Now The Internet Belongs To Us — And To Politics

Thursday's net neutrality ruling was a victory for consumers. It also ushers in a new age for the mainstream politics of the internet.

Net neutrality won. The internet is ours! We've taken it! Stolen it back from the people who, well, provide it to us at a pretty reasonable rate, truth be told. The entire library of human everything delivered right to your doorstep for a mere $20 to $50 or so a month, depending on how fast it is that you want that everything. Now that the FCC has voted to enshrine net neutrality, there is nothing left standing between you and the great unlimited gush of audio and video bits and packets slip-sliding right into your Sonos at democratically arrived-at speeds, unencumbered by fast or slow lanes. It means that your startup porn comes right to you with the same speed as your well-established, big business, legacy pornography. Let the binge-watching bonanza begin, this is America!

And yet, it still could serve as a political bludgeon. An example of the way President Obama overreaches. Something that divides Democrats and Republicans. In other words: politics as usual.

No matter your feelings on net neutrality, it's hard to feel like the FCC's decision Thursday represents anything other than the mainstreaming of the internet as a political issue. Because while net neutrality's victory means that things on the technology side will largely stay the same, it also means that something pretty big changed politically.

Remember, it was just over a year ago that net neutrality looked crispy. The movement over the 13 months that took net neutrality from dead to all but enshrined is demonstrable evidence that technology and the internet have become mainstream issues that will play a big, permanent role in politics.

As the net becomes ever more something that is a part of mainstream, middle-class American life, it's going to also become increasingly subject to regulation and legislation. And along with that, people are increasingly going to care about how it's regulated. The internet is now meat-and-potato politics, like gas prices and health care costs — the quotidian stuff of City Hall press conferences, empty congressional speeches, vision and demagoguery alike, and of high-pressure, high-stakes regulatory action.

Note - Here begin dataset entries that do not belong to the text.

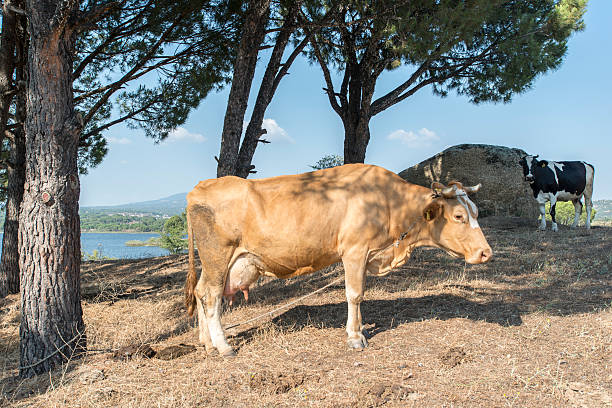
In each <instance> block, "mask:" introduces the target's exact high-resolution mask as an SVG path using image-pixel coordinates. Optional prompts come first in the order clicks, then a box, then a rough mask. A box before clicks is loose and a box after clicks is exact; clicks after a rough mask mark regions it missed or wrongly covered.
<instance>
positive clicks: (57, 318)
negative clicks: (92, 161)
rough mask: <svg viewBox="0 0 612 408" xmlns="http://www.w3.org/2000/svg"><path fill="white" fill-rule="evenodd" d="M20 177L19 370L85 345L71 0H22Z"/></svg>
mask: <svg viewBox="0 0 612 408" xmlns="http://www.w3.org/2000/svg"><path fill="white" fill-rule="evenodd" d="M27 10H28V17H29V22H28V30H29V33H30V44H29V52H28V74H29V75H28V85H27V99H26V109H27V112H28V115H27V120H26V184H25V188H24V195H23V201H22V205H21V211H20V216H19V249H20V255H19V266H20V271H21V327H20V337H21V339H20V340H21V344H20V359H21V361H20V363H21V364H20V375H21V376H32V375H35V374H40V373H43V372H46V371H49V370H51V369H52V368H53V367H54V366H55V365H57V364H59V363H61V362H64V361H66V360H67V359H69V358H71V357H73V356H75V355H79V354H80V352H82V351H84V350H85V343H86V342H85V336H84V329H85V325H84V323H83V316H82V309H81V299H80V263H81V258H80V228H79V213H78V199H79V192H80V187H79V175H78V169H77V147H78V141H79V133H80V131H81V128H82V124H81V122H82V120H78V119H77V117H76V115H75V111H74V103H73V94H72V64H73V52H74V43H75V33H74V30H73V29H72V28H71V25H70V24H71V22H72V21H73V20H74V18H75V17H76V15H77V13H78V1H76V0H27Z"/></svg>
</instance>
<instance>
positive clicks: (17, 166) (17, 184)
mask: <svg viewBox="0 0 612 408" xmlns="http://www.w3.org/2000/svg"><path fill="white" fill-rule="evenodd" d="M19 25H20V31H19V34H18V36H17V45H16V50H17V53H16V54H17V58H16V60H17V69H16V73H15V79H16V81H17V82H18V83H20V82H25V79H26V72H25V59H26V56H27V34H26V31H25V30H26V21H25V18H23V17H22V18H20V21H19ZM25 104H26V101H25V91H24V90H21V91H20V92H18V94H17V97H16V103H15V122H16V124H17V127H16V128H15V130H14V131H13V132H12V137H11V144H10V152H9V160H8V166H7V169H6V172H7V174H6V175H7V194H6V206H5V219H4V235H3V238H2V257H1V259H0V297H2V296H5V295H7V294H9V293H19V208H20V206H21V200H22V199H23V188H24V184H25V150H26V147H25V132H24V124H25V120H26V106H25Z"/></svg>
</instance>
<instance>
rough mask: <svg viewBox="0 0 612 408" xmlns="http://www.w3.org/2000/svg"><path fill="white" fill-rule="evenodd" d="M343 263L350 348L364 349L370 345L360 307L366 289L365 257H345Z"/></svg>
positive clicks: (348, 335)
mask: <svg viewBox="0 0 612 408" xmlns="http://www.w3.org/2000/svg"><path fill="white" fill-rule="evenodd" d="M342 263H343V264H344V283H345V288H346V301H347V303H348V318H347V320H346V333H347V335H348V338H347V343H348V346H349V347H350V348H353V349H363V348H364V347H367V346H368V341H367V340H366V338H365V336H364V335H363V324H362V322H361V308H360V305H361V302H362V301H363V292H364V289H365V270H366V269H365V259H363V258H362V259H351V258H349V259H346V258H343V259H342Z"/></svg>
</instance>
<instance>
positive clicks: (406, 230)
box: [391, 184, 434, 252]
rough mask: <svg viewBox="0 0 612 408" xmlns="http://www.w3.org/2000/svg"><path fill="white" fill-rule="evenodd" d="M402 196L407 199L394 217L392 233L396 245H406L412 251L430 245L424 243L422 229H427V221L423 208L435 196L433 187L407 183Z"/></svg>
mask: <svg viewBox="0 0 612 408" xmlns="http://www.w3.org/2000/svg"><path fill="white" fill-rule="evenodd" d="M402 196H403V197H404V198H405V201H404V202H403V203H402V205H401V206H400V208H399V209H397V215H396V216H395V217H394V218H395V220H396V225H395V228H393V229H392V231H391V235H392V237H393V238H394V239H395V240H394V245H395V246H396V247H404V248H406V250H407V251H408V252H411V251H412V250H413V249H414V248H416V247H419V246H425V245H428V244H427V243H422V241H423V235H424V234H423V233H422V231H423V230H424V229H426V228H425V227H426V222H427V221H425V219H424V218H423V210H424V209H425V207H426V206H427V205H429V203H431V202H432V201H433V200H434V197H433V195H432V191H431V189H429V188H425V187H422V186H417V185H414V184H406V185H405V186H404V191H403V192H402Z"/></svg>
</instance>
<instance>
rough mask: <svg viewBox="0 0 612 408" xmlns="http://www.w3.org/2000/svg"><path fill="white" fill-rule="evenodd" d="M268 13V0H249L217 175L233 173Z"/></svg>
mask: <svg viewBox="0 0 612 408" xmlns="http://www.w3.org/2000/svg"><path fill="white" fill-rule="evenodd" d="M269 13H270V0H255V1H251V2H249V6H248V10H247V15H246V19H245V22H244V27H243V29H242V37H241V39H240V44H239V46H238V53H237V55H236V61H235V62H234V73H233V76H232V86H231V88H230V94H229V99H228V101H227V109H226V111H225V119H224V121H223V132H222V134H221V150H220V152H219V158H218V165H217V177H223V176H228V175H235V174H236V164H237V162H238V148H239V146H240V138H241V136H242V126H243V124H242V121H243V120H244V113H245V112H246V108H247V104H248V101H249V93H250V91H251V84H252V82H253V75H254V74H255V66H256V65H257V56H258V55H259V47H260V46H261V43H262V42H263V39H264V37H265V34H266V24H267V21H268V16H269Z"/></svg>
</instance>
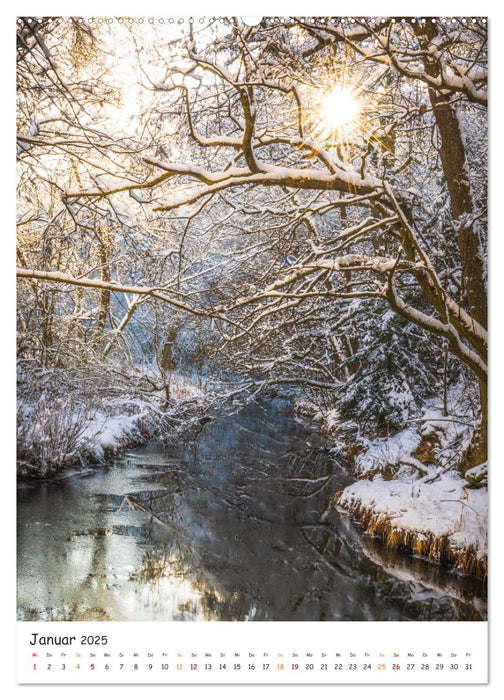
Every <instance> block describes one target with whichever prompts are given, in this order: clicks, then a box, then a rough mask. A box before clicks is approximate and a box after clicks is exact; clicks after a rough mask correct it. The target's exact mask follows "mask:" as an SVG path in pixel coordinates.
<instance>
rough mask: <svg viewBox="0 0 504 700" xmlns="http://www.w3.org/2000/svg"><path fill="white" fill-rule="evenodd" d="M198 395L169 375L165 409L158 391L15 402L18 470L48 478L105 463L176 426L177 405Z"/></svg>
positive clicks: (175, 378) (177, 420)
mask: <svg viewBox="0 0 504 700" xmlns="http://www.w3.org/2000/svg"><path fill="white" fill-rule="evenodd" d="M202 395H203V394H202V391H201V390H200V389H199V388H198V385H197V384H196V383H195V382H194V381H192V380H191V379H189V378H188V377H185V376H183V375H180V374H175V373H174V374H173V375H172V377H171V382H170V399H171V405H170V407H169V408H168V409H166V406H165V397H164V394H163V392H155V393H153V394H152V395H149V396H147V398H145V399H143V398H139V397H138V396H134V395H133V394H132V393H131V394H130V395H128V393H127V390H125V391H124V394H123V395H121V396H119V397H118V396H117V395H116V396H115V397H114V396H108V397H106V398H105V397H101V398H97V397H91V396H72V395H66V396H61V397H57V398H55V397H51V396H46V395H44V394H42V395H41V396H40V397H39V398H38V400H37V401H36V402H33V401H32V402H30V401H29V400H28V401H27V400H20V401H19V402H18V457H19V460H18V468H19V471H20V473H21V474H38V475H39V476H47V475H50V474H53V473H56V472H58V471H61V469H62V468H64V467H65V466H68V465H70V464H72V463H78V462H79V461H81V462H82V460H83V459H84V460H87V461H98V462H101V461H104V460H105V459H107V458H109V457H111V456H112V455H113V454H115V453H116V452H118V451H119V450H121V449H123V448H125V447H127V446H128V445H130V444H132V443H134V442H143V441H145V440H146V439H148V438H149V437H151V436H153V435H154V434H157V433H158V432H159V430H160V429H161V430H163V429H164V427H166V426H170V425H172V424H173V425H176V424H177V423H178V422H180V421H179V420H178V416H177V414H180V409H181V406H183V405H184V404H185V402H190V401H191V400H192V399H199V398H201V397H202ZM186 405H188V404H186ZM163 426H164V427H163Z"/></svg>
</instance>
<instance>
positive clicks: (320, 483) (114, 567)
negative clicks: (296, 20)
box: [18, 399, 485, 620]
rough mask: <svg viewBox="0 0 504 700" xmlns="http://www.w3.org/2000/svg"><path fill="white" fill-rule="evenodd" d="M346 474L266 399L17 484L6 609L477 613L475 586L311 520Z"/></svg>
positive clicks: (20, 614)
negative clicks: (120, 459)
mask: <svg viewBox="0 0 504 700" xmlns="http://www.w3.org/2000/svg"><path fill="white" fill-rule="evenodd" d="M348 481H349V477H348V475H347V474H346V473H345V471H344V470H343V469H341V467H339V465H338V464H336V463H335V462H334V461H333V460H331V459H330V457H329V455H328V453H327V450H326V449H325V445H324V442H323V438H322V437H321V436H319V435H318V434H317V433H316V432H315V431H314V430H313V428H312V427H311V426H308V425H303V424H302V423H300V422H298V421H296V420H295V419H294V418H293V416H292V414H291V410H290V406H289V404H288V403H287V402H285V401H283V400H280V399H276V400H269V401H265V402H263V403H261V404H259V405H250V406H248V407H246V408H244V409H243V410H241V411H239V412H238V413H236V414H234V415H233V416H231V417H222V418H219V419H216V420H214V421H213V422H211V423H208V424H206V425H205V426H204V427H203V429H202V431H201V433H200V435H199V436H197V437H196V439H194V440H193V441H192V442H190V443H187V444H185V445H180V444H179V445H173V446H171V447H167V448H164V449H161V448H160V447H159V446H152V447H150V448H146V449H143V450H136V451H134V452H131V453H130V454H128V455H127V456H126V457H125V458H123V459H122V460H118V461H117V462H116V463H115V464H113V465H111V466H109V467H107V468H99V469H96V470H90V471H89V472H88V473H86V474H79V475H75V476H73V477H70V478H66V479H60V480H53V481H50V482H46V483H44V484H38V485H22V486H21V487H20V489H19V497H18V521H19V535H18V555H19V562H18V608H19V617H20V619H111V620H406V619H414V620H424V619H436V620H452V619H481V618H482V617H484V616H485V593H484V591H483V590H480V588H479V587H478V585H477V584H476V583H475V582H471V581H470V580H468V579H464V580H463V581H464V582H463V584H462V583H461V581H460V579H459V578H458V577H454V576H450V575H449V574H448V573H447V572H444V571H442V570H440V569H438V568H436V567H434V566H432V565H426V564H425V563H423V562H422V563H421V566H419V564H418V562H416V561H415V560H411V559H409V558H404V557H403V558H402V559H401V560H400V561H399V559H397V558H395V559H392V558H391V557H392V556H393V555H391V554H389V553H386V552H383V550H381V548H379V547H378V546H375V545H374V544H373V543H372V542H369V540H363V539H362V537H361V536H360V535H359V533H358V531H357V530H356V529H355V528H354V527H353V525H352V524H351V523H350V521H349V520H348V519H347V518H345V517H344V516H338V515H335V516H333V517H332V518H331V521H330V522H325V523H323V524H321V522H320V516H321V513H323V512H324V510H325V508H326V506H327V502H328V499H329V497H330V495H331V494H332V493H334V491H337V490H340V489H342V488H344V486H345V485H346V484H347V483H348ZM422 567H423V568H422ZM424 569H425V571H427V572H428V573H425V571H424Z"/></svg>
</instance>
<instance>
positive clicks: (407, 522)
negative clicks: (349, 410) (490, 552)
mask: <svg viewBox="0 0 504 700" xmlns="http://www.w3.org/2000/svg"><path fill="white" fill-rule="evenodd" d="M436 403H439V402H436V401H434V400H432V401H431V402H429V403H428V404H427V406H426V407H425V409H424V411H423V414H422V416H421V417H420V418H419V419H418V420H414V421H412V422H410V423H409V424H408V425H407V426H406V427H405V429H404V430H402V431H400V432H398V433H396V434H395V435H392V436H390V437H381V438H375V439H366V438H364V437H362V436H359V437H357V439H356V440H355V444H354V445H353V453H352V462H353V469H354V473H355V475H356V476H357V477H359V480H358V481H357V482H356V483H354V484H352V485H350V486H348V487H347V488H345V489H344V490H343V491H342V492H341V493H339V494H336V497H335V498H334V503H337V507H338V508H341V509H343V510H344V511H346V512H348V513H350V514H352V515H353V516H355V517H357V518H358V519H359V520H360V521H361V522H362V523H363V524H364V525H365V527H366V531H367V532H368V533H369V534H371V535H373V536H376V537H379V538H381V539H382V540H383V541H384V543H385V544H386V545H388V546H390V547H394V548H403V549H405V550H407V551H410V552H412V553H414V554H416V555H418V556H423V557H425V558H428V559H430V560H431V561H435V562H437V563H441V562H445V563H450V564H452V565H453V566H454V567H455V569H457V570H459V571H460V572H462V573H466V574H476V575H479V576H485V575H486V566H487V564H486V562H487V532H488V489H487V485H486V475H487V465H486V464H482V465H479V466H478V467H475V468H474V469H472V470H470V471H469V472H467V473H466V474H465V475H462V474H461V473H460V472H459V471H457V469H456V466H457V464H458V462H459V460H460V456H461V455H462V453H463V451H464V449H465V448H466V447H467V445H468V444H469V441H470V439H471V435H472V431H473V426H474V419H473V416H472V415H471V413H470V410H467V412H466V413H464V412H463V411H462V412H461V411H460V404H459V406H458V410H457V414H456V415H446V416H445V415H443V413H442V411H441V409H440V408H439V407H436ZM324 424H325V427H326V428H327V429H328V431H329V432H331V433H332V434H333V435H341V429H340V428H341V425H342V422H341V418H340V417H339V415H338V413H337V412H336V411H332V412H330V413H328V414H326V415H325V416H324ZM343 427H344V424H343ZM343 432H344V430H343ZM347 447H348V446H347ZM341 448H342V442H341V437H340V438H339V442H338V438H335V451H340V452H341ZM475 487H478V488H475Z"/></svg>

There will be all kinds of internet issues at play in the upcoming election cycle. And that's just going to keep going, and going, and going. It's why beltway heavyweights like David Plouffe and Jay Carney are going to work for tech firms, and why even traditionally politically shy tech firms like Apple are lobbying hard now.

Net neutrality's win proves that internet issues are popular issues, and ones that politicians are going to have to pay attention to. It is because the internet has become a popular, mainstream political issue that Barack Obama made a major push on net neutrality last fall. It is because the internet has become a popular, mainstream political issue that FCC chairman Tom Wheeler reversed course from his previous stance. "The internet must be fast, fair and open," he wrote in a Wired opinion piece. "That is the message I've heard from consumers and innovators across this nation."

Those consumers are also known as voters. And by this summer, net neutrality —not exactly a traditional meat and potatoes issue — had gotten politically hot. Obama himself was following voters, not leading them. Americans had already flocked to the issue — especially after John Oliver weighed in on Last Week Tonight. That segment was so popular that his call to action effectively crashed the FCC's website. Whether you credit John Oliver or Barack Obama with winning them over (and, come on, it was John Oliver) what's really fascinating is that on this internet issue, America showed up. That's new.

View this video on YouTube

John Oliver's epic net neutrality segment.

Of course, this wasn't the first big political issue for the internet. SOPA and CISPA both caused a ruckus — and even led to radicalized anons performing large-scale civil disobedience in the form of protest-hacking. But these were sideshows by comparison. Or at least warm-ups. While they rallied effective opposition from a tech-savvy pool, they didn't spill out as broadly into American homes.

Net neutrality did slosh out of containing screens and onto American dinner tables because it had a very clear pitch: Do you want your internet services to slow down? Do you want Orange Is the New Black to start buffering because Netflix couldn't get a deal done with Time Warner? Do you want your games to choke out and stall? And America had a very clear response: Don't fuck with my HBO Go, yo.

Net neutrality mattered because it was relatable to things that are already a part of all of our lives in a way that the CDA or the DMCA, or SOPA or CISPA or any other number of acronymic issues have not been. It's not that the acronyms have been bad, it's that net neutrality really connected to a way we're already living.

Take a moment to look around you and see how many internet-connected things there are. And consider all of the various streams, services, and apps there are that serve those devices. And then think of what you would have seen with that same gaze just five or six years ago. That's the difference.

The internet is in everything now, and that includes politics.